You have two organizations that have taken a very different approach to the game. The Colts have built from within through the draft and developing raw undrafted talent. Considering that two of the Colts starting offensive line, a Pro Bowl caliber lineman and the starting middle linebacker, were all undrafted, it's clear the Colts are doing the right thing. Even with a team so young, it has managed to win 12 or more games in each of the last six seasons. The Vikings have done it a different way, adding component parts in free agency, including guys like Allen, Hutchinson, Berrian, Winfield, Pat Williams, Madieu Williams and Leber – all indispensable components of the team.
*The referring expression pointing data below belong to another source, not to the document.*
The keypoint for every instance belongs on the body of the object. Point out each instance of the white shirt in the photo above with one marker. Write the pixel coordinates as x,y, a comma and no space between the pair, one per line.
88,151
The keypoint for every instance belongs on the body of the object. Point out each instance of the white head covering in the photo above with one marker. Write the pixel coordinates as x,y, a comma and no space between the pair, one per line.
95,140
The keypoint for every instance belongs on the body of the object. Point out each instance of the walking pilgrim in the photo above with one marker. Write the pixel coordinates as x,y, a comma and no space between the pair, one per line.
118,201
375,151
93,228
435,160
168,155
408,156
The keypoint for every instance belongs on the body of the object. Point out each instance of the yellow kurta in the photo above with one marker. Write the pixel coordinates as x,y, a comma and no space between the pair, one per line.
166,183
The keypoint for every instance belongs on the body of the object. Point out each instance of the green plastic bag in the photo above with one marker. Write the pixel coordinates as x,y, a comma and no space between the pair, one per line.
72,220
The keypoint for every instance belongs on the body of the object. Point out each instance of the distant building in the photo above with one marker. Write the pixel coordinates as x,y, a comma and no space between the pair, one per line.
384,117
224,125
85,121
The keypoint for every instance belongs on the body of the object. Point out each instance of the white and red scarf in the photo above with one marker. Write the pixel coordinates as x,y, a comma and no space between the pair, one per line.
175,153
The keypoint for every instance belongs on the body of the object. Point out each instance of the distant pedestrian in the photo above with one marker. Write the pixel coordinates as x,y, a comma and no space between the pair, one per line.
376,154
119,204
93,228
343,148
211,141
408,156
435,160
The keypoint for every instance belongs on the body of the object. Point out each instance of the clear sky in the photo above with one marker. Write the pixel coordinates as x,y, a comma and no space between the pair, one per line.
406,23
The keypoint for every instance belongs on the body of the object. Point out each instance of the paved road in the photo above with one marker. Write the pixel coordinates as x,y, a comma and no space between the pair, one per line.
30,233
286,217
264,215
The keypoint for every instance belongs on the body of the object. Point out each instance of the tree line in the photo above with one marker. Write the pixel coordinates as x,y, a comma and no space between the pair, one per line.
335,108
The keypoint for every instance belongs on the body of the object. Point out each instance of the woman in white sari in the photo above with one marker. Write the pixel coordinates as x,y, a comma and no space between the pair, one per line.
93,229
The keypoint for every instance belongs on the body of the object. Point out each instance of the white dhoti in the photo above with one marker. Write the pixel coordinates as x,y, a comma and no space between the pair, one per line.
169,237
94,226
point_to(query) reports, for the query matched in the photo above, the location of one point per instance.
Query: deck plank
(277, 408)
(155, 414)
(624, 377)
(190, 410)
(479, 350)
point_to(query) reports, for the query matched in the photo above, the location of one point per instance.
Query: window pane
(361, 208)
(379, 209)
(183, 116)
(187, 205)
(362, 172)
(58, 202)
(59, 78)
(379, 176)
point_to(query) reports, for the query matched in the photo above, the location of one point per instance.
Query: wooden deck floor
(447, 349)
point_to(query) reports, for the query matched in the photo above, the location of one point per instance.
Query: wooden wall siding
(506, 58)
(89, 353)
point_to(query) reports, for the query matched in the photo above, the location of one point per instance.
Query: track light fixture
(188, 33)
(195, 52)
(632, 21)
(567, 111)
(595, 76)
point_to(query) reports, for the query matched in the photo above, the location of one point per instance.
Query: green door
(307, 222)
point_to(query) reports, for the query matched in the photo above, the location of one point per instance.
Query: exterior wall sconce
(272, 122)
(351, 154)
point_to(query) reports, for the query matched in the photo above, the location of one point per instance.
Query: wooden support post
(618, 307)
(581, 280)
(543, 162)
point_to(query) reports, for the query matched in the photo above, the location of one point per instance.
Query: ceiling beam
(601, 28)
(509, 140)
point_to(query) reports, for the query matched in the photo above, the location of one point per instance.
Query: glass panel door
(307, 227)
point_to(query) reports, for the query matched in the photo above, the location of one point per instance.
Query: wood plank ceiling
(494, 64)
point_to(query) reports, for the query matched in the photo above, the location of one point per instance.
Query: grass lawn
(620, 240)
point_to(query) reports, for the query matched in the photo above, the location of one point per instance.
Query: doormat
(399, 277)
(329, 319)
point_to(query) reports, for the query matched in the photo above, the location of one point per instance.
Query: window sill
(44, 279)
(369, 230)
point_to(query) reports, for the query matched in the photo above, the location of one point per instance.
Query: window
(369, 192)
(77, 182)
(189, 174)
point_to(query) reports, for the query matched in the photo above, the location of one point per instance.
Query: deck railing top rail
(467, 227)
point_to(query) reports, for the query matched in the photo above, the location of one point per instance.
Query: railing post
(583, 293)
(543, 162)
They have seen their win total climb from six to eight to 10 in the last three years and there are those who think that they can be one of the favorites to win the NFC this year.

Their approaches to winning couldn't be any more disparate. But, if the cards fall right – it wouldn't be that hard to imagine – these two organizations could meet in the season's first game and the last. How they try to get to the Super Bowl will be a journey as different as how these two teams were built.


  • Former Viking Martin Nance is trying to hook on with the Steelers, but has struggled thus far through training camp.

  • From the Things Could Be Worse Department comes this: Remember the malaise over not getting Percy Harvin signed before the start of camp? The Packers are in their 11th day of training camp and first-round pick B.J. Raji remains unsigned. Considering the Packers are moving from a 4-3 to a 3-4 defense this season, it was expected Raji would get signed on time to compete for the starting nose tackle spot. What makes it worse for the Packers was that Raji took a flight out of Green Bay to Chicago at 6 p.m. Tuesday – sending the clear message that his holdout will continue into the future.

  • Alex Mortensen, the son of ESPN's Chris Mortensen, was released by the Titans Tuesday. The elder Mortensen was on hand for Sunday's Hall of Fame Game and his son got a chance to play in the second half. NBC cameras showed a slow motion replay of the elder Mortensen reacting to his son throwing an interception that was returned for a touchdown. Apparently, national exposure like that doesn't deserve keeping a roster spot.

  • From the "What the…?" Department comes this: The Jaguars released their initial depth chart on their team website Tuesday. Former Viking Troy Williamson is listed as one of the starters at wide receiver.

  • Many teams have posted preseason depth charts on their official team websites. As of early Wednesday morning, the Vikings weren't one of them.

  • The ratings for the Sunday Night Baseball game between the Yankees and Red Sox drew 2.8 million viewers. The NFL preseason opener between the Titans and Bills drew 4.5 million viewers. It's easy to see which sport is more popular.